Learning Continuity for Image and Video Recognition
|Author||: Jiaojiao Zhao|
|Promotor(s)||: Prof.dr. C.G.M. Snoek / Dr. P.S.M. Mettes|
|University||: University of Amsterdam|
|Year of publication||: 2022|
|Link to repository||: Dare.uva.nl|
his thesis aims at learning continuity for visual recognition. As a natural property of images and videos, continuity is important for many computer vision tasks. The thesis strives to answer the research question ” What is the benefit of continuity for image and video recognition? ” Therefore, the thesis includes two parts, respectively looking into spatial continuity of images and spatio-temporal continuity of videos.
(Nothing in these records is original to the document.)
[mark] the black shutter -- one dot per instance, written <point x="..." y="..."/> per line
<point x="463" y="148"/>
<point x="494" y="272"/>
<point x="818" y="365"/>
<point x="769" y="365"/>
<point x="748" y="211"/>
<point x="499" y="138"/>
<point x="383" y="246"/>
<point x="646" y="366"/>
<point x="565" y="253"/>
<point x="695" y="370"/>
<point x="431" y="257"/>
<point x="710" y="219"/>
Part I is specifically for learning continuity for image recognition. In Chapter 2, we explore spatial continuity for image colorization. Chapter 3 presents a new pooling method maintaining better spatial continuity. Part II aims at learning continuity for video recognition. The goal of Chapter 4 is to utilize temporal continuity for action detection. Chapter 5 targets on endowing a 3D-Convnet with spatio-temporal continuity. In Chapter 6, we propose TubeR: a simple solution for spatio-temporal video action detection. To summarize, this thesis aims at studying continuity for image and video recognition. In depth, we start with the benefit of learning continuity for images or videos in each part, and then respectively dig into technological innovations of exploiting continuity in various network architectures. In breadth, the thesis explores spatial continuity for images and spatio-temporal continuity for videos. Specifically, it covers image colorization, image classification, semantic segmentation, video action detection, video action recognition, and video object segmentation. We hope our journey is able to stimulate more research on image and video continuity.